[PATCH] x86/AMD: also determine L3 cache size

Jan Beulich posted 1 patch 3 years ago
Test gitlab-ci failed
Patches applied successfully (tree, apply log)
git fetch https://gitlab.com/xen-project/patchew/xen tags/patchew/7ffeec9f-2ce4-9122-4699-32c3ffb06a5d@suse.com
[PATCH] x86/AMD: also determine L3 cache size
Posted by Jan Beulich 3 years ago
For Intel CPUs we record L3 cache size, hence we should also do so for
AMD and alike.

While making these additions, also make sure (throughout the function)
that we don't needlessly overwrite prior values when the new value to be
stored is zero.

Signed-off-by: Jan Beulich <jbeulich@suse.com>
---
I have to admit though that I'm not convinced the sole real use of the
field (in flush_area_local()) is a good one - flushing an entire L3's
worth of lines via CLFLUSH may not be more efficient than using WBINVD.
But I didn't measure it (yet).

--- a/xen/arch/x86/cpu/common.c
+++ b/xen/arch/x86/cpu/common.c
@@ -240,28 +240,41 @@ int get_model_name(struct cpuinfo_x86 *c
 
 void display_cacheinfo(struct cpuinfo_x86 *c)
 {
-	unsigned int dummy, ecx, edx, l2size;
+	unsigned int dummy, ecx, edx, size;
 
 	if (c->extended_cpuid_level >= 0x80000005) {
 		cpuid(0x80000005, &dummy, &dummy, &ecx, &edx);
-		if (opt_cpu_info)
-			printk("CPU: L1 I cache %dK (%d bytes/line),"
-			              " D cache %dK (%d bytes/line)\n",
-			       edx>>24, edx&0xFF, ecx>>24, ecx&0xFF);
-		c->x86_cache_size=(ecx>>24)+(edx>>24);	
+		if ((edx | ecx) >> 24) {
+			if (opt_cpu_info)
+				printk("CPU: L1 I cache %uK (%u bytes/line),"
+				              " D cache %uK (%u bytes/line)\n",
+				       edx >> 24, edx & 0xFF, ecx >> 24, ecx & 0xFF);
+			c->x86_cache_size = (ecx >> 24) + (edx >> 24);
+		}
 	}
 
 	if (c->extended_cpuid_level < 0x80000006)	/* Some chips just has a large L1. */
 		return;
 
-	ecx = cpuid_ecx(0x80000006);
-	l2size = ecx >> 16;
-	
-	c->x86_cache_size = l2size;
-
-	if (opt_cpu_info)
-		printk("CPU: L2 Cache: %dK (%d bytes/line)\n",
-		       l2size, ecx & 0xFF);
+	cpuid(0x80000006, &dummy, &dummy, &ecx, &edx);
+
+	size = ecx >> 16;
+	if (size) {
+		c->x86_cache_size = size;
+
+		if (opt_cpu_info)
+			printk("CPU: L2 Cache: %uK (%u bytes/line)\n",
+			       size, ecx & 0xFF);
+	}
+
+	size = edx >> 18;
+	if (size) {
+		c->x86_cache_size = size * 512;
+
+		if (opt_cpu_info)
+			printk("CPU: L3 Cache: %uM (%u bytes/line)\n",
+			       (size + (size & 1)) >> 1, edx & 0xFF);
+	}
 }
 
 static inline u32 _phys_pkg_id(u32 cpuid_apic, int index_msb)
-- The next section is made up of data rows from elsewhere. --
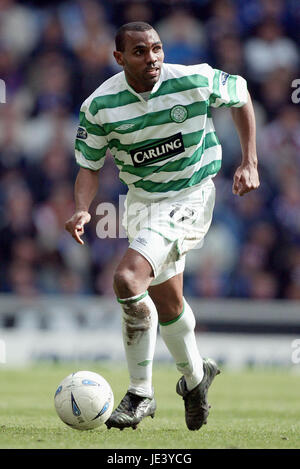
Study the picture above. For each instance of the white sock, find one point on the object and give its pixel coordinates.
(179, 337)
(139, 336)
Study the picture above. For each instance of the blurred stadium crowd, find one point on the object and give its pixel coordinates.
(53, 56)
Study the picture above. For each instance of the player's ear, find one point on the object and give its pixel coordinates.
(119, 57)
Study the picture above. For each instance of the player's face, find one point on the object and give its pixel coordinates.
(142, 59)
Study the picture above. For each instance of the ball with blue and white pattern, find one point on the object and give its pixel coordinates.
(84, 400)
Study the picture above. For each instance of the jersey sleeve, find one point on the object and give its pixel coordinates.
(91, 143)
(227, 90)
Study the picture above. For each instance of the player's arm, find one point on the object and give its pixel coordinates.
(85, 189)
(246, 176)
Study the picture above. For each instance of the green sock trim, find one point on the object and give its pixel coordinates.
(172, 320)
(132, 300)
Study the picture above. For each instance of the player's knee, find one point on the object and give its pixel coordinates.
(169, 306)
(125, 283)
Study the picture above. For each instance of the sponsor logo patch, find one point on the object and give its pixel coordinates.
(224, 77)
(161, 150)
(81, 133)
(178, 113)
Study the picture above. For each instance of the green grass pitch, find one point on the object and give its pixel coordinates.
(250, 409)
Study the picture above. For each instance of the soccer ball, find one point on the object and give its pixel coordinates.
(84, 400)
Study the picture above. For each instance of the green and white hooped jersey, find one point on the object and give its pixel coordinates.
(163, 145)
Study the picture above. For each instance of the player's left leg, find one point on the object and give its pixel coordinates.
(177, 330)
(177, 324)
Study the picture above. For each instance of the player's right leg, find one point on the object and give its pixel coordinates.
(139, 328)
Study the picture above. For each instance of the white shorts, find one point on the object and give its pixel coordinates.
(163, 232)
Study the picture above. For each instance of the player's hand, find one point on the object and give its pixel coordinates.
(245, 179)
(75, 225)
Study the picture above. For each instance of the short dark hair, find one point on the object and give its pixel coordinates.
(134, 26)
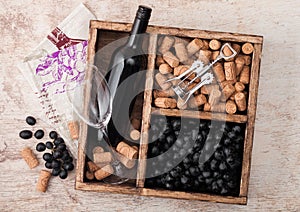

Re: [PATCH] x86/AMD: also determine L3 cache size
Posted by Andrew Cooper 3 years ago
On 16/04/2021 14:20, Jan Beulich wrote:
> For Intel CPUs we record L3 cache size, hence we should also do so for
> AMD and alike.
>
> While making these additions, also make sure (throughout the function)
> that we don't needlessly overwrite prior values when the new value to be
> stored is zero.
>
> Signed-off-by: Jan Beulich <jbeulich@suse.com>
> ---
> I have to admit though that I'm not convinced the sole real use of the
> field (in flush_area_local()) is a good one - flushing an entire L3's
> worth of lines via CLFLUSH may not be more efficient than using WBINVD.
> But I didn't measure it (yet).

WBINVD always needs a broadcast IPI to work correctly.

CLFLUSH and friends let you do this from a single CPU, using cache
coherency to DTRT with the line, wherever it is.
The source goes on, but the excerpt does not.